Tales of Charity

  • In 1969-1970 I was an intern and rotated in the ED for a month.
  • The elevators at Charity were a genetic study in real life.  There was an achondroplastic dwarf, a Marfan’s syndrome,  an Osteogenesis Imperfecta individual and a person with acromegaly.
  • When my MD husband (now an otolaryngologist) was rotating on morning medicine rounds in the medical ward, he saw three bedside tables with full glasses of orange juice.  All were tables of deceased persons who had passed away in the night.

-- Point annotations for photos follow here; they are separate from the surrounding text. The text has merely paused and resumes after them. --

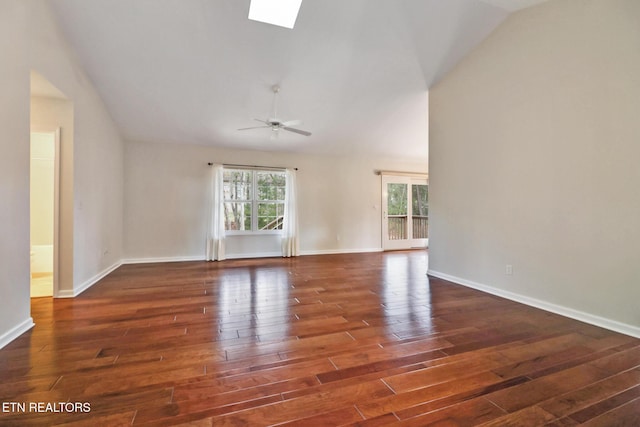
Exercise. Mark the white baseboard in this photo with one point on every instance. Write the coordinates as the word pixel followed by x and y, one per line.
pixel 254 255
pixel 592 319
pixel 162 259
pixel 247 255
pixel 340 251
pixel 87 284
pixel 15 332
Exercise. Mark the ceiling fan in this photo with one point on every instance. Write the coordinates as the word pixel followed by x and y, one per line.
pixel 276 124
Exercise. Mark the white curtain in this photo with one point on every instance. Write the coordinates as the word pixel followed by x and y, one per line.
pixel 215 233
pixel 290 220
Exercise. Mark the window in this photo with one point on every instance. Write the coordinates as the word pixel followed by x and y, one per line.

  • Making rounds the morning after Mardi Gras there were three dead people in the waiting room.
  • I remember that you couldn’t call the eye resident before doing a slit lamp exam first.
  • I had a patient in the exam room with an long leg wound covered with maggots.  I remembered the rule not to let the patient get between you and the door.
  • My MD husband covered an LSU ward for a friend for a few hours.  A student nurse was supposed to care for diabetics in coma.  In error she gave the insulin to the patients in the adjoining beds.  These unfortunate patients responded to DW50.
  • When i worked the night shift in the ED I had a man with what seemed to me to be have an unremarkable history.  He had pulmonary edema on x-ray.  I signed him out and when I returned the next day discovered that he was a drug user.